Her first grasshopper.
Excerpt from Barnett’s latest newsletter article “Excellence, or Expediency?” http://bbinstitute.com
When the bicycle leaves a factory, it has considerable potential, but if the right things don’t happen between the factory and the purchase by the rider, that potential doesn’t even get close to being fully realized.
Here’s what we know from our cumulative century-plus of experience:
From the factory, virtually not a single adjustable bearing (in a hub, a bottom bracket, or headset) was ever correctly adjusted.
From the factory, not a single derailleur would not have benefited from a few minutes of attention from a highly-skilled mechanic.
From the factory, not a single wheel is as well tensioned or as straight as any fully-skilled mechanic would make a wheel for use on his or her own bike.
And these are just a few salient examples. In summary, not a single bike we have ever seen come out of a box could not have been improved in every single adjustable area by a mechanic with a top-level skill set.
The implication of this is enormous. Very few consumers have ever ridden a bicycle performing at it’s maximum performance potential.

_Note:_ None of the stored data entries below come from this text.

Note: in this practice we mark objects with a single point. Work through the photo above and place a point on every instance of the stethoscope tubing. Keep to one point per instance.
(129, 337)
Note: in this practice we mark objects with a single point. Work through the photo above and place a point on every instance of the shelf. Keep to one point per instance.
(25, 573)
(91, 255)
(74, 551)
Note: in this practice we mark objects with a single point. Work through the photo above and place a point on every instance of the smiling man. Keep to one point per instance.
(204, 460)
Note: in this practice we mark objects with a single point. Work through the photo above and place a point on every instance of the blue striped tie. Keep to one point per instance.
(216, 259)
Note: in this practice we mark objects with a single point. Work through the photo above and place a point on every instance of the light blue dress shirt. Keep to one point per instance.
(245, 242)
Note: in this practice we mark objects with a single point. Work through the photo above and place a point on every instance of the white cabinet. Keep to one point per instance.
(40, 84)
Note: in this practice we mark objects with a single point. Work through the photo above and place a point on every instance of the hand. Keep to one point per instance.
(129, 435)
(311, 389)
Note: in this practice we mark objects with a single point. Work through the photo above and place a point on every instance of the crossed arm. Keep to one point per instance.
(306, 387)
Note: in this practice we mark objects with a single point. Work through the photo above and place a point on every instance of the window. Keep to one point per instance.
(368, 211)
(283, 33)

Just how impractical could it be to see that a bicycle leaves the store in optimum condition? The difference between a “expedient” bike assembly and an “excellent” assembly is a matter of a couple of hours of a fully-capable mechanic’s attention. At the going rate for service in today’s bicycle retail industry, that’s a difference of more than $100, but probably not more than $200. Will the consumer pay that? In fact, in some of the more sophisticated (and successful) bike shops, consumers do pay extra for an excellent assembly. In these cases, either the bike is priced at the suggested retail, and the charge for assembly is added on, or the bike is priced above suggested retail and the higher price includes the cost of assembly.